Friday, August 07, 2009

The Least Helpful Call Today



Actually, this call came out yesterday—but we doubt you’ll find a less helpful call awaiting you this morning.

It seems our friends at what is now called Bank of America Merrill Lynch needed to do a bit of housecleaning, price-target-wise, on a batch of stocks that long ago got completely away from them.

Why Wall Street’s Finest bother with price targets is beyond us: most of the time the price target is a few dollars above whatever the most recent closing price happens to be—assuming the analyst has been recommending the stock.

If not, the price target always seems to be a few dollars below the most recent close.

This bit of gamesmanship and self-delusion has been going on at least 30 years...and we should know: we used to do the same thing in our brief stint at what was then plain old Merrill Lynch. (Poke fun at it though we do in these virtual pages, "Mother Merrill" is a firm whose passing, at the hands of a bunch of cowboys, we still mourn.)

By way of example, look no further than yesterday’s price target changes on a batch of “Underperform”-rated stocks from Bank of Etc, compared with the most recent closing price (take a particular gander at American Express):

Alcoa—old target $8; new target $10. Last sale: $12.82.

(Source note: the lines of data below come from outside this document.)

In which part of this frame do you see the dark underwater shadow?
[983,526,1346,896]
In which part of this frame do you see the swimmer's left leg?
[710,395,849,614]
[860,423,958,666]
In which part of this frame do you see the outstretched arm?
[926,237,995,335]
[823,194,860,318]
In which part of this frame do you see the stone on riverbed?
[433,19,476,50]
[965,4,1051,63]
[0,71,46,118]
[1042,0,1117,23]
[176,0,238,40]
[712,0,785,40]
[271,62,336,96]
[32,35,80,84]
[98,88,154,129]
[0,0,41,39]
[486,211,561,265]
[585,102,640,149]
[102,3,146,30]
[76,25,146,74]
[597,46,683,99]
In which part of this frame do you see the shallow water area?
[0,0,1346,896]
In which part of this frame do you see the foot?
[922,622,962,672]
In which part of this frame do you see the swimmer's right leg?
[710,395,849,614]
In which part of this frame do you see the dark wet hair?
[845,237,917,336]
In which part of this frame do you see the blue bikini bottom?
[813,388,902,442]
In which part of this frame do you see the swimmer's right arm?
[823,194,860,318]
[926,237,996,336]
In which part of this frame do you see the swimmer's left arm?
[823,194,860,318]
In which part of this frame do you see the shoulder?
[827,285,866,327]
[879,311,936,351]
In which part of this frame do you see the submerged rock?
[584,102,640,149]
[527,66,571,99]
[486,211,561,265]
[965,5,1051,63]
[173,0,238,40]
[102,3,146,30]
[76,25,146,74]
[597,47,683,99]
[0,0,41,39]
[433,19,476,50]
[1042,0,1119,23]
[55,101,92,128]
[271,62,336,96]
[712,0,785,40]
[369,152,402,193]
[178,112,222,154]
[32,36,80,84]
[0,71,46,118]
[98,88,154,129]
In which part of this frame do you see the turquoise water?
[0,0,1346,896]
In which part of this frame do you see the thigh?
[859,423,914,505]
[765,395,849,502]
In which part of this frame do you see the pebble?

American Express—old price target $15; new price target $18. Last sale: $31.31.

Boyd Gaming—old target $7; new target $8. Last sale: $9.32.

Century Aluminum—old target $6; new target $8. Last sale: $10.85.

Concur Technologies—old target $20; new target $24. Last sale: $36.97.

Garmin—old price target $17 a share; new price target $30. Las sale: $31.64.


Where else but on Wall Street can somebody whose job it is to recommend the purchase or sale of an item continue to discourage the purchase of that item while belatedly raising the price target on that item by as much as 75%?

Where else but on Wall Street can somebody still get paid for that kind of job?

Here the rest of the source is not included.